Artem Dvorskiy, twenty-eight, stated a first-person view aerial device caused a small hole in his lower limb.

Another patient, 38-year-old a serviceman, said a drone blast had left him with concussion. “My position was in a dugout. Suddenly it went dark. I couldn’t feel any feeling or any sound,” he explained. “I believe I was fortunate to remain alive. My cousin has been killed. There are ongoing detonations.” A construction worker employed in Lithuania, he noted he had returned to Ukraine and volunteered to fight days before the Russian leader's full-scale invasion in February 2022.

Another military member, a serviceman, had been struck in the back.

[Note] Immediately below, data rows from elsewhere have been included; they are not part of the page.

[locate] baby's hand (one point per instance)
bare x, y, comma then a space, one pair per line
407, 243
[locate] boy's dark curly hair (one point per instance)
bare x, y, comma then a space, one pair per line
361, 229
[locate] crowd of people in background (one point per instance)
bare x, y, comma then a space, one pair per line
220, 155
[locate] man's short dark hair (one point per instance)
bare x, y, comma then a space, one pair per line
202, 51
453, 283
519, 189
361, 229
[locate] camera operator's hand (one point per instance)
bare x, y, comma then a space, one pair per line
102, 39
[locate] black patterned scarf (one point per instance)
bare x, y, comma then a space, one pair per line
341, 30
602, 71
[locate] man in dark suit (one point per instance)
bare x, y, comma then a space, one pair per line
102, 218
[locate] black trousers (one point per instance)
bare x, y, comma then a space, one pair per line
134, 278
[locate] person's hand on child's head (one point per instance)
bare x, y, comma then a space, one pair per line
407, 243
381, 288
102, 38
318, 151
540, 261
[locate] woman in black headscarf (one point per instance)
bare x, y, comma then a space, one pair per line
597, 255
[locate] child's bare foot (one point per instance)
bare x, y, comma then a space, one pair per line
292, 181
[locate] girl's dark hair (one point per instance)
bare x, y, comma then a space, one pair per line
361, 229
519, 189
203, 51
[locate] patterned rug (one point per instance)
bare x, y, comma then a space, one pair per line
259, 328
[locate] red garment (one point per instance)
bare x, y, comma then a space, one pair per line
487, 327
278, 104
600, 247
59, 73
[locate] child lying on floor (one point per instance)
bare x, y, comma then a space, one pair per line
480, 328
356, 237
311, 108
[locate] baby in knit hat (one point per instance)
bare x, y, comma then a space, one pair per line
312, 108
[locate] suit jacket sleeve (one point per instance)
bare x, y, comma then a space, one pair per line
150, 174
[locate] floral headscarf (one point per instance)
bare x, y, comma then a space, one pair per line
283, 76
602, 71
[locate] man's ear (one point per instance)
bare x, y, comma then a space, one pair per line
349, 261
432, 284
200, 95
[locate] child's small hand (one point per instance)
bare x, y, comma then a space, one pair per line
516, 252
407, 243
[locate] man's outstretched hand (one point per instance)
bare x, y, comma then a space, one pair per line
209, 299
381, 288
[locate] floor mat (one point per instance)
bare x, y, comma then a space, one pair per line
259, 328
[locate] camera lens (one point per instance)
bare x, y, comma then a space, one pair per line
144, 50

He groaned as medical staff laid him on a bed, took off a bloody dressing and cleaned his two-day-old injury from fragments. Covered in a foil blanket, he borrowed a cellphone to call his family member. “A fragment of mortar struck me. The cause was a deflected projectile. My condition is stable,” he told her. What were his plans now? “To recover. That will take a few months. Subsequently, to return to my unit. Someone has to defend our nation,” he affirmed.

Medical staff treat the wounded soldier, who was hit in the back by a piece of artillery shell.

Since 2022, enemy forces has consistently attacked medical centers, clinics, obstetric units and ambulances. According to international monitors, over two hundred medical personnel have been killed in nearly 2,000 assaults. The underground facility is built from multiple steel bunkers, with timber beams, earth and granular material laid on top reaching ground level. It is designed to resist direct hits from large-caliber artillery shells and even multiple eight-kilogram explosive devices dropped by drone.

The Ukrainian industrial group, which financed the building, intends to build twenty units in all. A senior official of the nation's national security council and ex- military leader, Rustem Umerov, declared they would be “critically essential for preserving the lives of our military and assisting troops on the battlefront.” The company referred to the project as the “most ambitious and challenging” it had undertaken since the enemy's invasion.

One of the facility's operating theatres.

Holovashchenko, said some wounded soldiers had to endure delays many hours or even multiple days before they could be transported due to the danger of air assaults. “We had a pair of critically ill casualties who came at the early hours. I had to perform a removal of both limbs on one of them. His bleeding control device had been on for such an extended period there was no alternative.” What is his method with severe surgeries? “I’ve been medicine for two decades. One must focus,” he said.

Orderlies wheeled Mykolaichuk up the passage and into an emergency vehicle. The transport was stationed beneath a bush. He and the other military members were taken to the city of Dnipro for additional medical care. The subterranean hospital staff took a break. The facility's ginger cat, the mascot, walked up to the doorway to await the incoming patients. “We are open around the clock,” the surgeon stated. “It doesn’t stop.”

Mary Mcguire
Mary Mcguire

Mikael Voss is a seasoned gambling analyst with over a decade of experience in online casinos, specializing in slot game reviews and betting strategies.